⚠️ THIS POST IS GENERATED WITH LLMs: This post is newly generated a few times a week based on trending articles from hacker news. It takes the tone of my writing style, takes the topic from Hacker News - throws in some LLM magic and generates this post. Please be aware I don’t read what gets generated here - it means I may agree, I may not - its a crap shoot - its not meant to be an opinion piece but merely an experiment with the services from OpenRouter - last updated Tuesday 16 September 2025

A Weekend Tinkering with Old Routers

Last weekend, I found myself knee-deep in a box of old networking gear I’d been hoarding for “someday.” You know the type—the kind of stuff you swear you’ll repurpose one day, but life gets in the way. Well, someday finally arrived, and what started as a simple cleanup turned into one of those projects that just grabs you and doesn’t let go.

I’ve always had a soft spot for older hardware. There’s something deeply satisfying about breathing new life into devices that others have written off. Maybe it’s the lean mindset in me—maximizing value, minimizing waste—or maybe it’s just the thrill of the challenge. Either way, this particular Saturday, I found myself staring at a stack of retired routers and an idea began to form.

What if I could turn one of these into a dedicated network monitor? Something lightweight, low-power, but capable enough to give me real-time insights into what’s happening on my home network. Not exactly groundbreaking, I know, but sometimes the most satisfying projects are the ones that solve a small, personal itch.

The router I settled on was an old model from the early 2010s—nothing fancy, but it had just enough under the hood to make things interesting. A 400MHz MIPS processor, 32MB of RAM, and 8MB of flash storage. By today’s standards, it’s practically prehistoric, but sometimes constraints are exactly what you need to get creative.

I flashed OpenWRT onto it—a process that’s equal parts familiar and nerve-wracking every time. There’s that moment when you’re waiting for the device to reboot, hoping you didn’t just turn it into a very expensive paperweight. But it came back alive, and suddenly I had a blank slate to work with.

The real fun began when I started writing a simple monitoring script in Lua. Nothing too complex—just something to track device connections, bandwidth usage, and maybe flag unusual activity. It’s amazing how much you can do with so little when you really lean into the limitations. Every byte of memory matters, every CPU cycle counts. It forces you to think differently, to optimize in ways you’d never bother with on more powerful hardware.

I spent the better part of Sunday tweaking and testing, my son occasionally popping in to see what I was up to. He’s at that age where everything tech is fascinating, and it’s pretty cool to see his curiosity spark. At one point, he asked if we could make it “show something on a screen,” so we hooked up a small LCD display to the router’s GPIO pins—because why not?
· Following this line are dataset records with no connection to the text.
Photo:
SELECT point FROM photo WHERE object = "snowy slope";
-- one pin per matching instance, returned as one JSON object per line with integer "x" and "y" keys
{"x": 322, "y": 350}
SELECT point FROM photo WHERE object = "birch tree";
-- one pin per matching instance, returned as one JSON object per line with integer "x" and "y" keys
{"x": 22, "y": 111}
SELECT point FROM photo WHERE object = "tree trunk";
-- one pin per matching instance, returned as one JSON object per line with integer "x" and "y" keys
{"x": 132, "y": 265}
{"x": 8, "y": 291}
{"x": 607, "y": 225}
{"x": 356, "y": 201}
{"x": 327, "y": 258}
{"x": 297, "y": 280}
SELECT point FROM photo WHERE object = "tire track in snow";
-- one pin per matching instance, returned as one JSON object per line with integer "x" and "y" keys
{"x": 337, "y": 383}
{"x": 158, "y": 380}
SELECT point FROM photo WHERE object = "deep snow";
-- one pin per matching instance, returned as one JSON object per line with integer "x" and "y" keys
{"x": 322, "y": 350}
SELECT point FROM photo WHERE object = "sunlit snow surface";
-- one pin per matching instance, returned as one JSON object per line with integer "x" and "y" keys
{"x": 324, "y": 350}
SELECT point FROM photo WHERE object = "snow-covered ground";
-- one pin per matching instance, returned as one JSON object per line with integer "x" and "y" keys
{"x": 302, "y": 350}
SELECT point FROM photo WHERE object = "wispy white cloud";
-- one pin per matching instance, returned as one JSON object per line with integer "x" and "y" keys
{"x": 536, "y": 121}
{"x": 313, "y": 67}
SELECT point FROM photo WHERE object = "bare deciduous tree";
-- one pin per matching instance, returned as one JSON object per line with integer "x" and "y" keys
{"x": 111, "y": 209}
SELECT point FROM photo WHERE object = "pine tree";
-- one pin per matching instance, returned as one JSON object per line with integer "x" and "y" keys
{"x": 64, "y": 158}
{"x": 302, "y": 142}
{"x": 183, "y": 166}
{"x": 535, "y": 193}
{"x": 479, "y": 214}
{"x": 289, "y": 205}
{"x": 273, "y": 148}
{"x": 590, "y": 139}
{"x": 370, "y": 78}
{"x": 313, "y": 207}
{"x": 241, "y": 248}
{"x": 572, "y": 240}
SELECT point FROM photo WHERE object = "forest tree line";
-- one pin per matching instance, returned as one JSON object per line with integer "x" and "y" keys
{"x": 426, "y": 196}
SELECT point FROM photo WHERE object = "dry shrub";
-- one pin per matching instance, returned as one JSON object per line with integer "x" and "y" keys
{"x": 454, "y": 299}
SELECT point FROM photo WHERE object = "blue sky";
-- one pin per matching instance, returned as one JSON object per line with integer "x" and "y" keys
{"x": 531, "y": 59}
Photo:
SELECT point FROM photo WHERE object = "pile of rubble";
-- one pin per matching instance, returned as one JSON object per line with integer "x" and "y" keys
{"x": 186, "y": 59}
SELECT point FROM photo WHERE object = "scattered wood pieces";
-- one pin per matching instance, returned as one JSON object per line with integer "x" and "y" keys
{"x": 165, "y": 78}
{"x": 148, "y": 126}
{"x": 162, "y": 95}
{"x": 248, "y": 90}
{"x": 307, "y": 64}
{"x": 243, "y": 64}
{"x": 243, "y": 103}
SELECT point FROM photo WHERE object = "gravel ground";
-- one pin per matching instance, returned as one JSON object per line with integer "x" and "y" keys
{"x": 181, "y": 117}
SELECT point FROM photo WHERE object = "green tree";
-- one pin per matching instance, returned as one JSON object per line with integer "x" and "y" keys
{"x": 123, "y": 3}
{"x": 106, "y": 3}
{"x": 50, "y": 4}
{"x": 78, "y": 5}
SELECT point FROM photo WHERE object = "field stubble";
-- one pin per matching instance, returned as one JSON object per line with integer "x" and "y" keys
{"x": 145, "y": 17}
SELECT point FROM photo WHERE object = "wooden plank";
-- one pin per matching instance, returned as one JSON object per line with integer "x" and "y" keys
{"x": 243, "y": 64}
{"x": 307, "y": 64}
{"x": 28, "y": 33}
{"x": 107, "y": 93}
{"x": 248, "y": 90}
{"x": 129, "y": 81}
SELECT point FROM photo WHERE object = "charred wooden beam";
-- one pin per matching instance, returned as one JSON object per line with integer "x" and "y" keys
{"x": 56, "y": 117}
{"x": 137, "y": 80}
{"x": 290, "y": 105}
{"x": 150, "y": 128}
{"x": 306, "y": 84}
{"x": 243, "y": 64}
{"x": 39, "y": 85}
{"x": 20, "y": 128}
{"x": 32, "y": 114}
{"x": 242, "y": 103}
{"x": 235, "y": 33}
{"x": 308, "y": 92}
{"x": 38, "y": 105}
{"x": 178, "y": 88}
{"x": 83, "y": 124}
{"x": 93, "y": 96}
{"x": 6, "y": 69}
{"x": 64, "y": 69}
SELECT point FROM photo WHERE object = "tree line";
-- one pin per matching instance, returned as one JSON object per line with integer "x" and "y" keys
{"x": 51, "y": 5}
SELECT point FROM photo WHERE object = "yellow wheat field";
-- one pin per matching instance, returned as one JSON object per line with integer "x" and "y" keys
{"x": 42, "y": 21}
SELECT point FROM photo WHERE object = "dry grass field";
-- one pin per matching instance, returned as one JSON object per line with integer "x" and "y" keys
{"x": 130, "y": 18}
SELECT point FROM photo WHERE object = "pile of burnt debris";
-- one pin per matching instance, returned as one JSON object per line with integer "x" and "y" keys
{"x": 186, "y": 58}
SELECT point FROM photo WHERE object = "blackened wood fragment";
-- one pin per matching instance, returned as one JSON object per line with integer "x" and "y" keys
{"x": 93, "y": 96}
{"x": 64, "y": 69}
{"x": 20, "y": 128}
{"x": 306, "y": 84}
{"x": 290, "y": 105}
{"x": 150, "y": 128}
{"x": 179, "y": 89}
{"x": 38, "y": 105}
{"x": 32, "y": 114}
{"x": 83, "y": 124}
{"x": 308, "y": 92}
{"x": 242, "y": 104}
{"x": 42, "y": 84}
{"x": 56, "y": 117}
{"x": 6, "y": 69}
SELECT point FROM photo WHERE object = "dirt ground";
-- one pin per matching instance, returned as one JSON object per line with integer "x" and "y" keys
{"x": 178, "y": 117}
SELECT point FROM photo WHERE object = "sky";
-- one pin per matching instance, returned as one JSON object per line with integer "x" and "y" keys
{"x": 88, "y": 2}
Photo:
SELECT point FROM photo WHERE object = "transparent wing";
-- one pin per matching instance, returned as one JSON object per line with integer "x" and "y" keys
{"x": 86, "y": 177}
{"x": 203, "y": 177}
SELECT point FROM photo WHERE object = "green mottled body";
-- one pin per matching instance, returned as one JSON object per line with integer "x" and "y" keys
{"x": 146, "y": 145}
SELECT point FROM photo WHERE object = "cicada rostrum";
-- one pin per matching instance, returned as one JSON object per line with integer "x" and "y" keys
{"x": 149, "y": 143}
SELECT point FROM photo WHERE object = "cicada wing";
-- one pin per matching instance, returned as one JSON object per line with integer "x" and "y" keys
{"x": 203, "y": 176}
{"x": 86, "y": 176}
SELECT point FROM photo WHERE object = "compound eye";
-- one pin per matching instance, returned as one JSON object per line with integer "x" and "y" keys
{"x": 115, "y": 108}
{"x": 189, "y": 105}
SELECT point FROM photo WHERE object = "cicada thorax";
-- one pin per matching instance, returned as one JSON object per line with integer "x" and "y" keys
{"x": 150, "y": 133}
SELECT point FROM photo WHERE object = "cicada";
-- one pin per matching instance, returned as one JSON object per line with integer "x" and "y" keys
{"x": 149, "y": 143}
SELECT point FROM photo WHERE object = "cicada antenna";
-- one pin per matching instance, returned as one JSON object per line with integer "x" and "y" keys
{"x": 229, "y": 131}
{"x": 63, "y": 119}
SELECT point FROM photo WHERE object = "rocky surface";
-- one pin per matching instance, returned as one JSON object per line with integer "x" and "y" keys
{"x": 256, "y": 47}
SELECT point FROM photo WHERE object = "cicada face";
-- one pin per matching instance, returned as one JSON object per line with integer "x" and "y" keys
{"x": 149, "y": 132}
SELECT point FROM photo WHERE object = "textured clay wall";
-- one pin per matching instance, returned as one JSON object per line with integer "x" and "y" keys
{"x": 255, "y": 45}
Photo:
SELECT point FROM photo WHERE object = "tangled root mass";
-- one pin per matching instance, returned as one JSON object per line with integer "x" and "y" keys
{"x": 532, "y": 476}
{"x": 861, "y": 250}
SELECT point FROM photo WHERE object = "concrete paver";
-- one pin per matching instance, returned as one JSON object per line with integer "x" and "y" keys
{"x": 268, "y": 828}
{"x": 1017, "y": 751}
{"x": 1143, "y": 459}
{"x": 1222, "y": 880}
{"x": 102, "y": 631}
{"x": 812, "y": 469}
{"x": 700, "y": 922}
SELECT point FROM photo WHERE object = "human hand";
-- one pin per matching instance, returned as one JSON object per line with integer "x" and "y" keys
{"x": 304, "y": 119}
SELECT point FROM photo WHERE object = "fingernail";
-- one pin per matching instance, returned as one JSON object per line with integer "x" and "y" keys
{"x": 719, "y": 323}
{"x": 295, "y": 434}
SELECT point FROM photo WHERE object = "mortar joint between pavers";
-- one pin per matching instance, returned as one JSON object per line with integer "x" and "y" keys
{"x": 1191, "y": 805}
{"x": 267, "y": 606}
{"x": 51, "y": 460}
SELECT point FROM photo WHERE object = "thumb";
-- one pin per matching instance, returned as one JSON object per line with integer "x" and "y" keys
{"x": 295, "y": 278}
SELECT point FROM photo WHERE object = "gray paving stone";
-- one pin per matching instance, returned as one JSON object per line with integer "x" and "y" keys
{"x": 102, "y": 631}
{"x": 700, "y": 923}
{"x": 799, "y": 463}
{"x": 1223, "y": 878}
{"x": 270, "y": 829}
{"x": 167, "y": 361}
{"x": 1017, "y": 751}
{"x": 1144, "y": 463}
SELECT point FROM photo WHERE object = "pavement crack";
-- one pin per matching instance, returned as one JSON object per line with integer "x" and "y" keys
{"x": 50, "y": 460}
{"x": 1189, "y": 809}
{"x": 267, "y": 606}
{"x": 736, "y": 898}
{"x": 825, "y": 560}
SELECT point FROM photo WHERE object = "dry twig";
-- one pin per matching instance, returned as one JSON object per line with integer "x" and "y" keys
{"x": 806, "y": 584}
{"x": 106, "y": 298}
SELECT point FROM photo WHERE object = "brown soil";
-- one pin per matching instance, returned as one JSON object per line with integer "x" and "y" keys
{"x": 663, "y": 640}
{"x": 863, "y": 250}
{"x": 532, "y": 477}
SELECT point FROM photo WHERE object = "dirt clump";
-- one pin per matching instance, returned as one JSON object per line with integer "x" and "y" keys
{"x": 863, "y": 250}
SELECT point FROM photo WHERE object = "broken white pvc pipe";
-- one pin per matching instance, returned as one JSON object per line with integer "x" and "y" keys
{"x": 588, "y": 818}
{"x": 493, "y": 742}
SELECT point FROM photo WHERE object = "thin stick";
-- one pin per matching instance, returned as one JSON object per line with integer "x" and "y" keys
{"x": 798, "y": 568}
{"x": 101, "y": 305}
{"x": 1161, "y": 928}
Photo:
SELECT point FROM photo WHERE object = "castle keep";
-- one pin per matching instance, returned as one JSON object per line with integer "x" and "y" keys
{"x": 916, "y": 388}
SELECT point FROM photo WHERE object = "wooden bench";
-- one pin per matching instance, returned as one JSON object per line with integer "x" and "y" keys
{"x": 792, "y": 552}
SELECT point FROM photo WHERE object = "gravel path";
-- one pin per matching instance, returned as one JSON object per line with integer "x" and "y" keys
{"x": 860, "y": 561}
By Sunday evening, I had a functional, if rudimentary, network monitor running. It’s not going to replace any enterprise tools, but it does exactly what I wanted it to do. It’s mine, built from spare parts and a bit of stubbornness, and sometimes that’s more satisfying than any off-the-shelf solution.

These little projects remind me why I love technology—not for the sake of it, but for what it enables. It’s not about the specs or the bragging rights; it’s about solving a problem, learning something new, and maybe having a bit of fun along the way. And if you can do it with hardware that was destined for the recycle bin? Even better.

Now, if you’ll excuse me, I think I’ve earned a quiet beer and some reflection time. Maybe I’ll even let the router monitor itself—just for the irony.